Somali Islamists advance to town near govt base
Aug 15, 2006 (BAIDOA) — Islamic militiamen have advanced to a southern Somali town close to the weak transitional government’s base, officials and residents said Tuesday, a move the government may view as aggression but which at least one Islamic official says is an effort to resolve a dispute in the town.
In a dozen pickups mounted with machine-guns, the militiamen rolled into the town of Bur Haqaba at about 1200 local time, said a resident.
On July 19, when the Islamists captured Bur Haqaba, troops from neighboring Ethiopia crossed into Somalia the following day and set up base in Baidoa, where the U.N.-backed transitional government has its temporary seat. Bur Haqaba is 60 kilometers south of Baidoa.
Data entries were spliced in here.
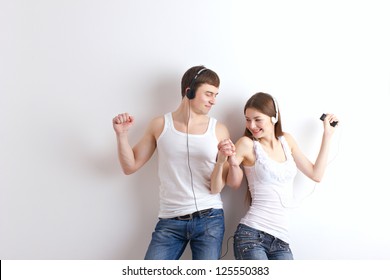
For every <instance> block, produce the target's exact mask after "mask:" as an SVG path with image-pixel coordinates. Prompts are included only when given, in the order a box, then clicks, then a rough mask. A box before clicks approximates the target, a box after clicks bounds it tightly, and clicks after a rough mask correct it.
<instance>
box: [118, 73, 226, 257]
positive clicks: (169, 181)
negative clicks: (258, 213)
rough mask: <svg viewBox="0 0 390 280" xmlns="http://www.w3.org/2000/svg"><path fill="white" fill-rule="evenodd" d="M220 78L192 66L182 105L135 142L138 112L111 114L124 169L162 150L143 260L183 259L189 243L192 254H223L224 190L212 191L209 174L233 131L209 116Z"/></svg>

Ethiopia and the Somali transitional government it supports denied there were Ethiopian troops in the country, though the troops were seen by several witnesses crossing to Baidoa. The Islamic militia withdrew from Bur Haqaba after its July 19 advance.
Mad Issaaq Nuur, one of the Islamic militiamen who had advanced to Bur Haqaba Tuesday, told The AP they had gone there to mediate between rival clan militias in the town.
Other Islamic militiamen said the group had gone to Bur Haqaba to receive an unspecified number of militiamen defecting from the government side. They said they planned to return to the capital, Mogadishu, once they had received the defectors.
They said they didn’t intend to attack Baidoa, 240 kilometers northwest of Mogadishu, which the Islamic group controls together with most of southern Somalia.
In Mogadishu, an official of the Islamic group said that beginning Tuesday, their militia will patrol the streets of the capital to make it more secure and stable.
Security has been a private affair since Somalia’s government collapsed in 1991. Businessmen who had arms would be advised when and how to surrender their arsenals soon, said Abdirahman Ali Mudey, an information official of the Islamic courts group.
The rise of the fundamentalist militia in recent months has prompted concerns within Africa and worldwide. The U.S. accuses the group of harboring al-Qaida leaders responsible for deadly bombings at the U.S. embassies in Kenya and Tanzania in 1998. And the group’s imposition of strict religious courts has sparked fears of an emerging, Taliban-style regime.
Somalia hasn’t had an effective central government since warlords toppled longtime dictator Mohamed Siad Barre in 1991 and then turned on each other, plunging the country into anarchy.